Why the Tiger Global case matters?
The Tiger Global case has become important not just because of the amount involved, but because of the principle it reinforces.
In 2018, Tiger Global sold its stake in Flipkart and claimed capital gains tax exemption under the India-Mauritius tax treaty, relying on a Tax Residency Certificate (TRC).
For a long time, the general understanding was simple: if a valid TRC was available, treaty benefits would apply and the tax department could not question the structure further.

The Supreme Court has now clarified that this understanding is incomplete.
While a TRC is mandatory, it does not stop the tax authorities from examining the transaction in depth. They are entitled to look at where real control lies, who takes key investment decisions, whether the structure has genuine business substance, and whether it was created mainly to avoid tax.
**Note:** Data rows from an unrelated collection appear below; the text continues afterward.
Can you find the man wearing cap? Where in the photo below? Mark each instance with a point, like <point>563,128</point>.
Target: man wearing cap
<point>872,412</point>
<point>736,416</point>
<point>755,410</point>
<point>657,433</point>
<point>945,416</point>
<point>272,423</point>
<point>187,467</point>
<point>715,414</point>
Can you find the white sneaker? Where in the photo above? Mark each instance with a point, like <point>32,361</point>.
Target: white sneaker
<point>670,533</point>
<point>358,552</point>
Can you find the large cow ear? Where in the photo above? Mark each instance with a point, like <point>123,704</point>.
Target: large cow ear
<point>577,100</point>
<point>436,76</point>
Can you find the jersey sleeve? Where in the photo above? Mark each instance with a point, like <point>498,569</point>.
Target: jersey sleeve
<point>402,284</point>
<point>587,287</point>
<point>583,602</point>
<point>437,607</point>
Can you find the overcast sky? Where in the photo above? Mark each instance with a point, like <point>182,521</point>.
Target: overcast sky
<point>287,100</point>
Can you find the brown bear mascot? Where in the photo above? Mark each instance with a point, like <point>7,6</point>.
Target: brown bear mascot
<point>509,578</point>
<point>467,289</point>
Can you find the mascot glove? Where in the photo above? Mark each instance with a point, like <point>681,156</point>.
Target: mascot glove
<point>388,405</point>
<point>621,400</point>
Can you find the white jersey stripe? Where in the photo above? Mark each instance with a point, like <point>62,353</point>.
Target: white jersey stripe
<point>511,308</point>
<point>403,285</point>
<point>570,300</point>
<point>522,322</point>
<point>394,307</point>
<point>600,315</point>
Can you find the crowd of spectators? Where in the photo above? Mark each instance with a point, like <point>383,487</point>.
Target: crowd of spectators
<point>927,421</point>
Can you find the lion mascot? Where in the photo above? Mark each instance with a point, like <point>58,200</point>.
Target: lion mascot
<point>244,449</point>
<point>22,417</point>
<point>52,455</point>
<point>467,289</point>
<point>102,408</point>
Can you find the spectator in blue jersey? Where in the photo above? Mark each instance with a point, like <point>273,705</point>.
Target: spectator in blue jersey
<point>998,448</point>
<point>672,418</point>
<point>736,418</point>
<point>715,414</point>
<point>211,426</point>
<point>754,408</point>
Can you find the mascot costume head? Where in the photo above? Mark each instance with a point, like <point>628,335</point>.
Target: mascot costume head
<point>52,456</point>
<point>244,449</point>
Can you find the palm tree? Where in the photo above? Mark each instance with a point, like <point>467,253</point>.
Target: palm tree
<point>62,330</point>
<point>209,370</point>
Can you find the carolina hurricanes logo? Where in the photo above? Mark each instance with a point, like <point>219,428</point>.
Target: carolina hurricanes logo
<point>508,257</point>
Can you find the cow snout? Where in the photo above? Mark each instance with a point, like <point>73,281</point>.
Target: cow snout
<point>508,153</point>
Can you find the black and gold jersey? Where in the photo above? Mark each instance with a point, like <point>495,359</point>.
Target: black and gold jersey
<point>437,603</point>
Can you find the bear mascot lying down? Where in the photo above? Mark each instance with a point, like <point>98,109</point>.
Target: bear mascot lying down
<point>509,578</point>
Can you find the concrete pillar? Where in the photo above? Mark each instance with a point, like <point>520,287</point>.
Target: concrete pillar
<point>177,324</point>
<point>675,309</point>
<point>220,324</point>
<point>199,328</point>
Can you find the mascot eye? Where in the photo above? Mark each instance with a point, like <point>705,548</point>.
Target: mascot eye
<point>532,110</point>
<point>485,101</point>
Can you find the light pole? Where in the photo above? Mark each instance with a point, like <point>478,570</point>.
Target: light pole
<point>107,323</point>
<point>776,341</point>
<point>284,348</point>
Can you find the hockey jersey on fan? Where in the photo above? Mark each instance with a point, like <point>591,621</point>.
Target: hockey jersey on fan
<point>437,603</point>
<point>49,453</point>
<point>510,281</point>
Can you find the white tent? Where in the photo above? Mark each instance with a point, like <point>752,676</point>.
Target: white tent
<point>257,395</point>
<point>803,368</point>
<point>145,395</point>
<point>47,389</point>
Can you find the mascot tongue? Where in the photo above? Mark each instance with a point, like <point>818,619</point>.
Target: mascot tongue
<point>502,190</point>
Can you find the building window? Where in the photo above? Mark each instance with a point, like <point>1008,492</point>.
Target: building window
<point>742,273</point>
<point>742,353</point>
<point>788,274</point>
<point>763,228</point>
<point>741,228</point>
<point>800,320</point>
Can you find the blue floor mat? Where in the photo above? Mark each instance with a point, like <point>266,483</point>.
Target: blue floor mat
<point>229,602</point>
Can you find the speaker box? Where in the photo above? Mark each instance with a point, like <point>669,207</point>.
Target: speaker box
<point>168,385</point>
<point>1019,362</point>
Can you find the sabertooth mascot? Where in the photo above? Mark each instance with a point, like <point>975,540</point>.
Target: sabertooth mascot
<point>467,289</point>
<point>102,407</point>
Based on this, the tax department has been allowed to complete Tiger Global's assessment for AY 2018-19 and review the capital gains from the Flipkart sale.
This is why investors are paying close attention. Many foreign investments into India were routed through Mauritius or Singapore based on earlier comfort around treaty benefits. The ruling shows that even past transactions can face scrutiny if substance is weak.
This does not mean that all old cases will be reopened. However, it does introduce greater uncertainty, especially for large exits and cases involving pending refunds.
The simple takeaway: treaty benefits depend not just on documents, but on real business substance and intent.